In Los Angeles, where entertainment drives the economic engine of the second-biggest city in the country, Donahue never became more than a sports celebrity. In most cases, the job of head coach in the Pac-12 is just that -- a job. At the most prominent schools in the other conferences, the head coach is an iconic figure.

"That's a whole different lifestyle, almost a different job description in a lot of ways, I think," Riley said. "People always used to say, 'Coach [Bear] Bryant could have easily been the governor of this state [Alabama]' I don't know that I ever heard that about John McKay in California. So I don't know that you can give any credence to the fact that it's about the style of football. … Maybe those guys were just so entrenched with exactly what they were doing and being in that conference was what they wanted to do. It could be as simple as that."

One exception on the West Coast, former Washington head coach Don James turned down the opportunity to coach the Seattle Seahawks in 1982 because he had taken root with the Huskies.

"They were interviewing guys downtown on bar stools: Should I go or should I stay?" James said, laughing at the memory. "I finally did a press conference and said I'm staying."

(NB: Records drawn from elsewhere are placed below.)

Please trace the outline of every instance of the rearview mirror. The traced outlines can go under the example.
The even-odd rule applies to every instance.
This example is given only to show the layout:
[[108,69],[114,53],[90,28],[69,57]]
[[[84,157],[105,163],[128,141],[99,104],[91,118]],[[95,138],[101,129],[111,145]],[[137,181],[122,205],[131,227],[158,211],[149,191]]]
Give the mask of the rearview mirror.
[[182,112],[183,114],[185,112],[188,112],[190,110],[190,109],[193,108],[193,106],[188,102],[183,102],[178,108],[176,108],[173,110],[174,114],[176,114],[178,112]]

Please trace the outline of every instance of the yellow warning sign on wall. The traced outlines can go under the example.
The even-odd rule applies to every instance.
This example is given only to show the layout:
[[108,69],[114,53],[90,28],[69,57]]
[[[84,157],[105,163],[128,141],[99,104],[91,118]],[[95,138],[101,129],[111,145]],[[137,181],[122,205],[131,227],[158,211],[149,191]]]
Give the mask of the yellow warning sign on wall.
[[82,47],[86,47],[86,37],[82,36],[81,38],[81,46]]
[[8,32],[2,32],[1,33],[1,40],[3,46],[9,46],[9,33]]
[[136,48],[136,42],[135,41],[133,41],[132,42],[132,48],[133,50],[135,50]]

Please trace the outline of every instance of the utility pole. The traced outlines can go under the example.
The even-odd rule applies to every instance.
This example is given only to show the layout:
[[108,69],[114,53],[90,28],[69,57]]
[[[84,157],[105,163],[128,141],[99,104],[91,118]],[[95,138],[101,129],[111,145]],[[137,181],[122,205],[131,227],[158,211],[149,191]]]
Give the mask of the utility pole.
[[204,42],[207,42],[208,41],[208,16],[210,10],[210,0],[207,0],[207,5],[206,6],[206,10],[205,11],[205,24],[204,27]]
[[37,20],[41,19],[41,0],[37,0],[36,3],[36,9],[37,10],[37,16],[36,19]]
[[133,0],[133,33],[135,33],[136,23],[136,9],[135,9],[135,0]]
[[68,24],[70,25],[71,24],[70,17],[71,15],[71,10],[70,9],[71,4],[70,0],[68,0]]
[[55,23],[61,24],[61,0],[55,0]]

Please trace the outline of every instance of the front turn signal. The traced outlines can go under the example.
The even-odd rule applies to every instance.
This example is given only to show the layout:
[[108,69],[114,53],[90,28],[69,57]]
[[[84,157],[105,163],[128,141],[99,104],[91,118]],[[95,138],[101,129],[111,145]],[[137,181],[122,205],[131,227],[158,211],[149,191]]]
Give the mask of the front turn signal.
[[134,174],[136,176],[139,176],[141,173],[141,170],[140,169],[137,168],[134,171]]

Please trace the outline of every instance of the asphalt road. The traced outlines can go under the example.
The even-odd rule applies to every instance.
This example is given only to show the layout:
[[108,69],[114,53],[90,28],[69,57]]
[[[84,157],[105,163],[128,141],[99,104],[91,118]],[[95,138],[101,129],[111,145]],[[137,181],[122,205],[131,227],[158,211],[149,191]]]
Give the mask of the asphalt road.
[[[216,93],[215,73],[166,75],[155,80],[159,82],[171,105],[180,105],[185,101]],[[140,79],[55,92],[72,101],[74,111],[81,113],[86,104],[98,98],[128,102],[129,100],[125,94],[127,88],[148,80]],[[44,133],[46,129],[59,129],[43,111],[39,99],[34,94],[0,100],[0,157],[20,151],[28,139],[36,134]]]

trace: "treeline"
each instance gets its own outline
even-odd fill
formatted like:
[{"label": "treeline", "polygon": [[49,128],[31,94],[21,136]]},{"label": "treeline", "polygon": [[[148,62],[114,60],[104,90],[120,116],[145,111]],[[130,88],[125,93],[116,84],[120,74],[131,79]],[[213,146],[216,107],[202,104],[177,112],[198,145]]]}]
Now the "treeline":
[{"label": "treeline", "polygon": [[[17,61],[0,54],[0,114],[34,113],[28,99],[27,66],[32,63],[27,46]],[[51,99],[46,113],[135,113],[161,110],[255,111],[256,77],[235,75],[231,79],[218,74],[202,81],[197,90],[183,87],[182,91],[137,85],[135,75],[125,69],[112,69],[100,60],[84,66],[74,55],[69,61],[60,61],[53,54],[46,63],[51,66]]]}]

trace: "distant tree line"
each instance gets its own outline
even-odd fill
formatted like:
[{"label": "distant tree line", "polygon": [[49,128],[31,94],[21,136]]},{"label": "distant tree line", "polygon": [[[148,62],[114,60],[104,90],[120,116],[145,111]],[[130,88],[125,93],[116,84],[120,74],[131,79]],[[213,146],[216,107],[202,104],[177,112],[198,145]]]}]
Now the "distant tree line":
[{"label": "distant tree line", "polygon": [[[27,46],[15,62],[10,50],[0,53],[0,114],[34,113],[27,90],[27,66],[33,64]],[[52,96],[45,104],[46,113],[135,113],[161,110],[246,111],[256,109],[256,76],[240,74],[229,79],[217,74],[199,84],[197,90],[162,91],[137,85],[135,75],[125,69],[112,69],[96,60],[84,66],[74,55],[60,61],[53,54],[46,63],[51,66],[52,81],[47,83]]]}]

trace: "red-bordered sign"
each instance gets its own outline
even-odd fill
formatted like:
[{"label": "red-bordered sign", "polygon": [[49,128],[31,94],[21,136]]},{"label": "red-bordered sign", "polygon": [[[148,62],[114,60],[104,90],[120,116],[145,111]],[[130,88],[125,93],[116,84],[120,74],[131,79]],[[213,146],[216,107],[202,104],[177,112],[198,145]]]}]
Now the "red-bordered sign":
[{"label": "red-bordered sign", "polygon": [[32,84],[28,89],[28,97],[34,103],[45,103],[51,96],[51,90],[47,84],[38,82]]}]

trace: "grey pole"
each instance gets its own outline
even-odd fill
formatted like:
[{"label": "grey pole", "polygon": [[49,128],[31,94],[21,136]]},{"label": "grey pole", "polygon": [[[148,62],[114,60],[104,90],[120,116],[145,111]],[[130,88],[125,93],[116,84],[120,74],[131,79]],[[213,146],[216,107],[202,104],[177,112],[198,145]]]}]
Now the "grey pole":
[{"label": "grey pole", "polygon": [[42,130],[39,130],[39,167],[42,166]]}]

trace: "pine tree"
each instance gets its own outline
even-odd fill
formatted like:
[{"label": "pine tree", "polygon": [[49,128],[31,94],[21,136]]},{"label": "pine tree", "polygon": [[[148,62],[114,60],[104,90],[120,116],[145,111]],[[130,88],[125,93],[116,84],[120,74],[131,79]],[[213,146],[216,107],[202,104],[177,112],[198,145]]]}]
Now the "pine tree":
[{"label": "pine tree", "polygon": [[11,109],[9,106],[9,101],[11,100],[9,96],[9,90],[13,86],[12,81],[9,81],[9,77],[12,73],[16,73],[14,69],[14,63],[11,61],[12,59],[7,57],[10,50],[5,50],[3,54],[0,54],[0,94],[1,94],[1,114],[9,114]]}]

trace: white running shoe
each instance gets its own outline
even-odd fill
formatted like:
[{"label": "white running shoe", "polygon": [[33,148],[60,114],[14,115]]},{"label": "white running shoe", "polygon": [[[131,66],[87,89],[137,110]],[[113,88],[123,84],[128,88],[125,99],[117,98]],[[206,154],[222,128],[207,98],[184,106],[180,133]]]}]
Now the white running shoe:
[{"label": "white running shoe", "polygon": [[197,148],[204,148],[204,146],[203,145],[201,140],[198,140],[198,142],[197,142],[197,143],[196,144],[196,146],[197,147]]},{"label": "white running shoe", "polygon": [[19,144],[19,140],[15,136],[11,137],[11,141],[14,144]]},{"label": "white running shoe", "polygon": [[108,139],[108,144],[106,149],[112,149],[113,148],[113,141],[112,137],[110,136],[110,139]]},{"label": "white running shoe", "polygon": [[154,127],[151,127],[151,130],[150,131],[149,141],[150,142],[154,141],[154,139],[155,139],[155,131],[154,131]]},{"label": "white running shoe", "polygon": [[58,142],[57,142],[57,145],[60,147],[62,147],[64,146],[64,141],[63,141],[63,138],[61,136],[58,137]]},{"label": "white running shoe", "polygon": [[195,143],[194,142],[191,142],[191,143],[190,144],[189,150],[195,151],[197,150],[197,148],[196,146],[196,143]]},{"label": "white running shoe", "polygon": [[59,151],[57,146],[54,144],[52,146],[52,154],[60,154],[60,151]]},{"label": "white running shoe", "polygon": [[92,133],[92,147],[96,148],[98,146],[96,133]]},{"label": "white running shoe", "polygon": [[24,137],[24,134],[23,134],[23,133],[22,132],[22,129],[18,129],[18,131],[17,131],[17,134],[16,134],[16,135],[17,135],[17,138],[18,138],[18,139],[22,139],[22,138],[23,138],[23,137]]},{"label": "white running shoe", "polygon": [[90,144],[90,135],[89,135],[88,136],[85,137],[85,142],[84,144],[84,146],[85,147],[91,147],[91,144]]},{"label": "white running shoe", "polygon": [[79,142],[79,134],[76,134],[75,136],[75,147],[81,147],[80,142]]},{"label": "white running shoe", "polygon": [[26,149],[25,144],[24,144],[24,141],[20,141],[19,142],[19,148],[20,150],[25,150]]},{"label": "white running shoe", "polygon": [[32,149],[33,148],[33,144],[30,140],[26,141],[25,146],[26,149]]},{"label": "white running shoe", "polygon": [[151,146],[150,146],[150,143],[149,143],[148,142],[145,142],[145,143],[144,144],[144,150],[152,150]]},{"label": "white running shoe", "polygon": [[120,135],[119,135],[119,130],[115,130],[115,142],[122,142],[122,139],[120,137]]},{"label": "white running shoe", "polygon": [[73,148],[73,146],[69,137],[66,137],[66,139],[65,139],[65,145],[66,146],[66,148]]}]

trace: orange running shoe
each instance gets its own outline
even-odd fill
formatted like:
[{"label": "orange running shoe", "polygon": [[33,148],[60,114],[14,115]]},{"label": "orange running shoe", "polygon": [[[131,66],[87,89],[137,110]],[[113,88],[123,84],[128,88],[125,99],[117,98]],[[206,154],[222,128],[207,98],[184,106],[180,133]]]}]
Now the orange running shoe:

It could be that universities that share a market with NFL teams lose more coaches to the league. A school such as Boston College, clamoring for attention in a crowded market, might be more liable to hire a prominent NFL assistant coach such as Tom Coughlin, who left the Eagles for the Jacksonville Jaguars in 1994. That best explains why, even without counting Johnson, the 22-year-old Big East has lost six head coaches to the NFL.

That places the Big East a distant second to the Pac-12. Although three coaches have left in the past four years, three former NFL head coaches -- Kiffin, Riley and Jim Mora of UCLA -- are in the league. The Pac-12 leads in that category, too.